4.2.5 Effects of Autophagy on Long-Lived Plasma Cells of the Bone Marrow

Autophagy reduces the expression of the transcriptional repressor Blimp-1 and immunoglobulin by inhibiting the endoplasmic reticulum stress response and its signaling, reducing the excessive consumption of energy. This mechanism allows the in vivo antibody response to persist and is an essential intrinsic mechanism to maintain the niche of bone marrow-derived long-lived plasma cells. Bone marrow-derived CD19⁻CD138^hi plasma cells have more LC3-positive fluorescent plaques. However, compared to wild-type mice, the total amount of antibody in the circulation and the number of bone marrow-derived plasma cells did not change in B lymphocyte-specific ATG5 knockout mice. This phenomenon may be due to the reemergence of many ATG5 transcripts and LC3-positive fluorescent plaques in bone marrow-derived plasma cells B lymphocyte-specific ATG5 knockout mice compared with the B220^hiCD138^lo cells derived from spleen, suggesting a partial recovery of autophagy in the bone marrow. However, 11 months after immunization with NP-CGG antigen, NP antigen-specific, bone marrow-derived, long-lived plasma cells in B lymphocyte-specific ATG5 knockout mice were reduced by 90% compared to wild-type mice. The reason for the decrease in long-lived plasma cells in the bone marrow is due to the increase in plasma cell death because of impaired autophagy function and the decrease in MHC II-restricted antigen-presenting ability dependent on autophagy. Finally, the interactions between B lymphocytes and T lymphocytes are blocked.

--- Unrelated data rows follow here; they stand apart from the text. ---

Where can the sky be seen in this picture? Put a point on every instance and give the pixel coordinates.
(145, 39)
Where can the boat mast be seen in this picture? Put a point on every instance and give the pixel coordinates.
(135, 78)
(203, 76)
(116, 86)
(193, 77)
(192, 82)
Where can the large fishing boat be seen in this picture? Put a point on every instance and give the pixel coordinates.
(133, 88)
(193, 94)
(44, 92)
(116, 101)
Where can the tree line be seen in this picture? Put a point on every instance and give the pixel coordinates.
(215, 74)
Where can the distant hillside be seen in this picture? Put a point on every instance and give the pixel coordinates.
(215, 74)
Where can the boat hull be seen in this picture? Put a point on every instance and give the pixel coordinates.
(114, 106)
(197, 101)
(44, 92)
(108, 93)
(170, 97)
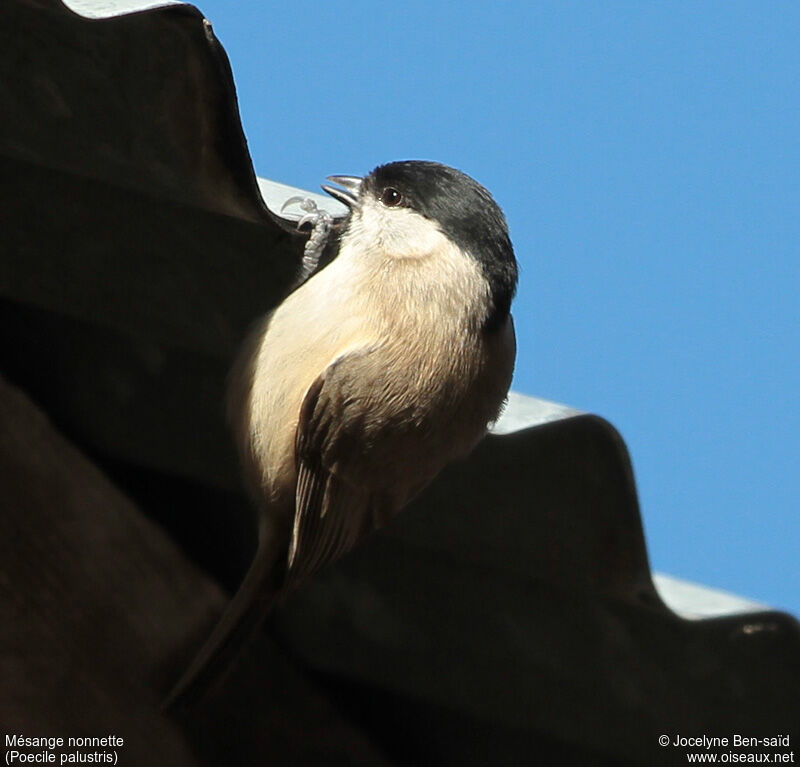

Long-lived, donor-reactive memory B cells (Bmems) generate homologous antibodies that regulate the posttransplant immune response. Knocking out ATG7 to block B cell autophagy can inhibit the type II allergic reaction, does not affect the type I allergic reaction, and inhibits the antibody production frequency in Bmems. This finding suggests that targeted autophagy has the potential to clear the Bmems response. The Epstein–Barr virus (EBV) tumor protein EBNA3C is an essential protein for the transformation of primitive B cells and the maintenance of lymphocyte expansion. EBNA3C affects the cell cycle and apoptosis by regulating ubiquitination-mediated protein degradation and gene transcription. Recent studies have found that tumor viruses (such as EBV) promote cell survival by tampering with autophagy. EBNA3C upregulates ATG3, ATG5, and ATG7 gene transcription to activate autophagy (Bhattacharjee et al. 2018). Under conditions of nutrient deprivation, EBNA3C up-regulates tumor suppressor genes such as p27Kip1 to activate autophagy. These findings suggest that EBNA3C acts as a survival mechanism by regulating autophagy and provides a potential therapeutic approach for EBV-induced B-cell lymphoma.